Мальчик не отвечал, тщетно пытаясь унять дрожь и справиться с душившим его плачем.
«Неужто гибель спартанцев так повлияла? — удивился Максим. — Никогда не думал, что этот маленький ботаник такой впечатлительный».
— Успокойся, Витя, — как можно сдержаннее, чтобы еще сильнее не разжалобить мальчика, попросил Максим. — Успокойся и скажи, почему ты плачешь. А если хочешь, то и не говори…
Витька вдруг резко, будто во всем, что с ним произошло, был виноват учитель, оторвался от парты и внятно — каждое слово раздельно — сказал:
— Вчера мама похоронку получила… Отца убили… Под Орлом…
Такой судорожной, взрывной тишины еще не было в этом классе. Раечка закрыла глаза пухлыми ладошками. Послышался чей-то приглушенный вздох.
— Понимаю, — Максим не узнал своего голоса, — понимаю, Витя…
Он мучительно искал слова, которые хоть чуточку могли бы сейчас утешить Витьку Ивановского, и с ужасом сознавал, что таких слов нет и не может быть. И кто знает, сколько бы они молчали — и настороженный класс, и потрясенный словами Витьки учитель, — если бы вдруг не раздался удивительно обычный, будто в классе ничего не стряслось, деловой голос Кольки Бойцова:
— Так персы заняли Среднюю Грецию. Ксеркс сжег Фермопилы, и афиняне с горечью в сердце смотрели, как пылал их город. А потом была знаменитая Саламинская битва, в которой афиняне должны были или победить, или умереть. Но они не хотели попасть в рабство и устремились на врага. Персидский флот был разгромлен. Тридцать лет боролись греки за свое освобождение. Персидский царь вынужден был заключить мир и признать независимость греческих городов…
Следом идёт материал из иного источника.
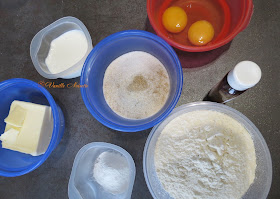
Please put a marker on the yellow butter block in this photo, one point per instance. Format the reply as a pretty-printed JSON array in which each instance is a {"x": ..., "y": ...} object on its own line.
[{"x": 34, "y": 124}]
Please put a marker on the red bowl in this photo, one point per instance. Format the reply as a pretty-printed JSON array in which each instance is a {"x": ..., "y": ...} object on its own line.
[{"x": 237, "y": 16}]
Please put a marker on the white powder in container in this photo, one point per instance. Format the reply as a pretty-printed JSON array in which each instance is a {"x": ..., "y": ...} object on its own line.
[
  {"x": 111, "y": 171},
  {"x": 66, "y": 50},
  {"x": 136, "y": 85},
  {"x": 205, "y": 154}
]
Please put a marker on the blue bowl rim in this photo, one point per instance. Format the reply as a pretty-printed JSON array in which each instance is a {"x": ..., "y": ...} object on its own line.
[
  {"x": 7, "y": 83},
  {"x": 93, "y": 55}
]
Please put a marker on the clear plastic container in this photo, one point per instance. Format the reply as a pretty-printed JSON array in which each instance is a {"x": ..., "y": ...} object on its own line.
[
  {"x": 261, "y": 185},
  {"x": 82, "y": 184},
  {"x": 40, "y": 45}
]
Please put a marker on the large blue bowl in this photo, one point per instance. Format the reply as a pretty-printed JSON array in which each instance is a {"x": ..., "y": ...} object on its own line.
[
  {"x": 14, "y": 163},
  {"x": 109, "y": 49}
]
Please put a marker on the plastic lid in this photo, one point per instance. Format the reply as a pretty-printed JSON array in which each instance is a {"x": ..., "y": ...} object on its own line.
[{"x": 245, "y": 75}]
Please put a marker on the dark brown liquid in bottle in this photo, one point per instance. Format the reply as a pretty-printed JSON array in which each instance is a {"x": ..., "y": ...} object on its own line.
[{"x": 222, "y": 92}]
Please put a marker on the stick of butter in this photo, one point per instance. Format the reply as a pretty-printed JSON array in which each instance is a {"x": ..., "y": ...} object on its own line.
[{"x": 28, "y": 129}]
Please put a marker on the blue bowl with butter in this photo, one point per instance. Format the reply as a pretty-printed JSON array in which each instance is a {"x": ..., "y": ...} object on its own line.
[{"x": 12, "y": 162}]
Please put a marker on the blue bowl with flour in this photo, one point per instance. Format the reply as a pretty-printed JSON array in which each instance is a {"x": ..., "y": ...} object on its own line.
[
  {"x": 13, "y": 163},
  {"x": 108, "y": 50}
]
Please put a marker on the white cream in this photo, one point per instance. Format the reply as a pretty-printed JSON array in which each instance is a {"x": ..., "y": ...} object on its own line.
[
  {"x": 29, "y": 128},
  {"x": 66, "y": 50}
]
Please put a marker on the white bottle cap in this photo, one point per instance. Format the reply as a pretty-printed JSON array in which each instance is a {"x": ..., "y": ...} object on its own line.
[{"x": 245, "y": 74}]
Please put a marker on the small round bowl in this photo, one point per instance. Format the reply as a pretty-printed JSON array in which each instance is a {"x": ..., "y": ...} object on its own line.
[
  {"x": 237, "y": 16},
  {"x": 82, "y": 183},
  {"x": 13, "y": 163},
  {"x": 261, "y": 185},
  {"x": 109, "y": 49}
]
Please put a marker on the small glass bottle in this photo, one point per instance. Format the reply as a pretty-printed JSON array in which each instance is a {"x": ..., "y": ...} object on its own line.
[{"x": 243, "y": 76}]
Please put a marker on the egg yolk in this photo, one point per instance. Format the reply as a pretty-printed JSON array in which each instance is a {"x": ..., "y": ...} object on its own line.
[
  {"x": 174, "y": 19},
  {"x": 201, "y": 33}
]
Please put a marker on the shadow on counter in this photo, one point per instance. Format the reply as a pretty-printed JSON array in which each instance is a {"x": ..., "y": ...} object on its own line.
[
  {"x": 194, "y": 60},
  {"x": 12, "y": 4}
]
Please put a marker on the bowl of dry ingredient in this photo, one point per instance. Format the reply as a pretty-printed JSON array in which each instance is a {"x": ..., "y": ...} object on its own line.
[
  {"x": 134, "y": 80},
  {"x": 207, "y": 150}
]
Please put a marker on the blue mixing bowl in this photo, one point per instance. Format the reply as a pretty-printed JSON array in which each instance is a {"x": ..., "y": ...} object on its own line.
[
  {"x": 100, "y": 58},
  {"x": 13, "y": 163}
]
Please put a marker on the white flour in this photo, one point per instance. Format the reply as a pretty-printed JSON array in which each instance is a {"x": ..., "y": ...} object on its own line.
[
  {"x": 205, "y": 154},
  {"x": 136, "y": 85},
  {"x": 111, "y": 171}
]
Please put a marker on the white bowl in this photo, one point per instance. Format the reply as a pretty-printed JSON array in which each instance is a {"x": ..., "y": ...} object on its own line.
[
  {"x": 82, "y": 185},
  {"x": 40, "y": 45},
  {"x": 261, "y": 185}
]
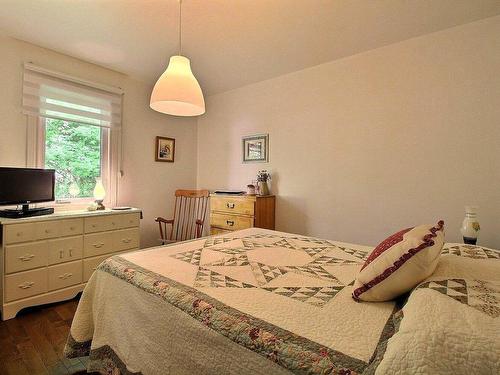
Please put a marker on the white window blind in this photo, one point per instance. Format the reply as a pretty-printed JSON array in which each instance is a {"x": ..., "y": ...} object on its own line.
[{"x": 52, "y": 95}]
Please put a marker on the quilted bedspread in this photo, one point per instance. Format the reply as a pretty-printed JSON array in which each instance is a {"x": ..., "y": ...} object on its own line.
[
  {"x": 450, "y": 324},
  {"x": 250, "y": 302}
]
Колька умолк и оглядел класс суровым профессорским взглядом. Витька уже унял слезы и, смущенный, боялся смотреть на учителя.
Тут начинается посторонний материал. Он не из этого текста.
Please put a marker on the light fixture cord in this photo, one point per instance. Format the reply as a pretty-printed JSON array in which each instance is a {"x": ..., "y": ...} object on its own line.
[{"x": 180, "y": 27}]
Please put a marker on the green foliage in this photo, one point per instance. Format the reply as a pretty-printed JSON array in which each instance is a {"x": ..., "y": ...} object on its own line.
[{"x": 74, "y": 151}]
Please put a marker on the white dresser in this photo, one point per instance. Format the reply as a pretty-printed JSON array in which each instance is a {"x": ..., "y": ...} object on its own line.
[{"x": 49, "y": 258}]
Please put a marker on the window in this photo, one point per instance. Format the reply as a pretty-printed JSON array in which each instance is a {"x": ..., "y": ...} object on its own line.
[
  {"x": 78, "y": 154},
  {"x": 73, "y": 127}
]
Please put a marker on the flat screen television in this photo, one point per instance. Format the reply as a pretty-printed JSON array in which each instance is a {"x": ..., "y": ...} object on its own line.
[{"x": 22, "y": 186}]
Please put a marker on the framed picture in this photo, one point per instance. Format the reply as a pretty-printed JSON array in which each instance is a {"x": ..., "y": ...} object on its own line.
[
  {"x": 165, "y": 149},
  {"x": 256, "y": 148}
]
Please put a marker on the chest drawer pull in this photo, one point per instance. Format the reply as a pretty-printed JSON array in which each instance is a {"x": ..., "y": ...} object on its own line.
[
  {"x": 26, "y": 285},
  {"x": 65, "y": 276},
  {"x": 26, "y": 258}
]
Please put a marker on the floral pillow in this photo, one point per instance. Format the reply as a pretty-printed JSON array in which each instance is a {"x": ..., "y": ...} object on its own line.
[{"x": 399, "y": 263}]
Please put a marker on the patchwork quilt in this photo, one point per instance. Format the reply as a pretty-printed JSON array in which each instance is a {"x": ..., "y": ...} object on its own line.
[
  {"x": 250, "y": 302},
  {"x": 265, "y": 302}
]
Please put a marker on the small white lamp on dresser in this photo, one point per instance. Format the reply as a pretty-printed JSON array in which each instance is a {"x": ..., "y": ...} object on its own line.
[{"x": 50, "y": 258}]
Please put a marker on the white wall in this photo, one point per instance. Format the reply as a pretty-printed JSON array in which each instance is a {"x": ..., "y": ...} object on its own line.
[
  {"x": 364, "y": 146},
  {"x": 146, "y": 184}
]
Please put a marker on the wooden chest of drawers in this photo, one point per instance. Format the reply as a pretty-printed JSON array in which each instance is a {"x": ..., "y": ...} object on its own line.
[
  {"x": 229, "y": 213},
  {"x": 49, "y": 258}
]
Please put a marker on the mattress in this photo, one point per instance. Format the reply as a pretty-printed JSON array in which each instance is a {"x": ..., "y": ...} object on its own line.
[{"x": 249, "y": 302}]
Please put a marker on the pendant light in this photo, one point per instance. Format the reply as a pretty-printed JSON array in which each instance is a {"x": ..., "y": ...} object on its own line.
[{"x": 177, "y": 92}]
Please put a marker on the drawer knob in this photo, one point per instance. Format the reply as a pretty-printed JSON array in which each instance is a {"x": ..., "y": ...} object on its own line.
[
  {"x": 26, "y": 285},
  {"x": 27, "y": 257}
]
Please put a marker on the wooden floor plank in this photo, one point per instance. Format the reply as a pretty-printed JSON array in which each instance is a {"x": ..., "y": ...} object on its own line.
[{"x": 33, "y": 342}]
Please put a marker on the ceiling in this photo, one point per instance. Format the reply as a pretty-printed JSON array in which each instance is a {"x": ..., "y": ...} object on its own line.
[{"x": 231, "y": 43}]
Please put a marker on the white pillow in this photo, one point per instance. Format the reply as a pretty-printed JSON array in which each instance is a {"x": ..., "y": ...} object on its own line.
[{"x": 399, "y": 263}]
Максим встал и тяжелой неровной походкой вернулся к столу. Он знал, что не сможет сейчас рассказывать материал по новой теме. Боясь, что слезы вот-вот предательски выступят у него на глазах, он негромко произнес после долгого молчания:
— Ребята, почтим память защитника нашей родной земли капитана Ивана Федоровича Ивановского… Вечная ему слава.
Класс встал — одновременно и неслышно. Никто не громыхнул, как обычно, крышкой парты… И все стояли так недвижимо и сурово, пока не прозвенел звонок.
«А этот Бойцов… — вдруг подумал Максим, удивляясь, почему он именно сейчас вспоминает о Бойцове. — Ведь из него, чего доброго, отменный специалист получится чужие слова повторять целиком, не переваривая. Вот так — кавычки мысленно отбросить — и вперед! Буква в букву…»
На следующий день Максим записался в народное ополчение. Ученики гурьбой провожали его до выхода из школы. Витька протиснулся к нему и смущенно спросил:
— Максим Леонидович, может, ошибка? Может, папа и не погиб? Соседка говорит, бывает такое… Может, вы его встретите. Мама очень просила… Так вы сообщите…
— Обязательно сообщу, Витя, — как тогда, в классе, обнял его за плечи Максим.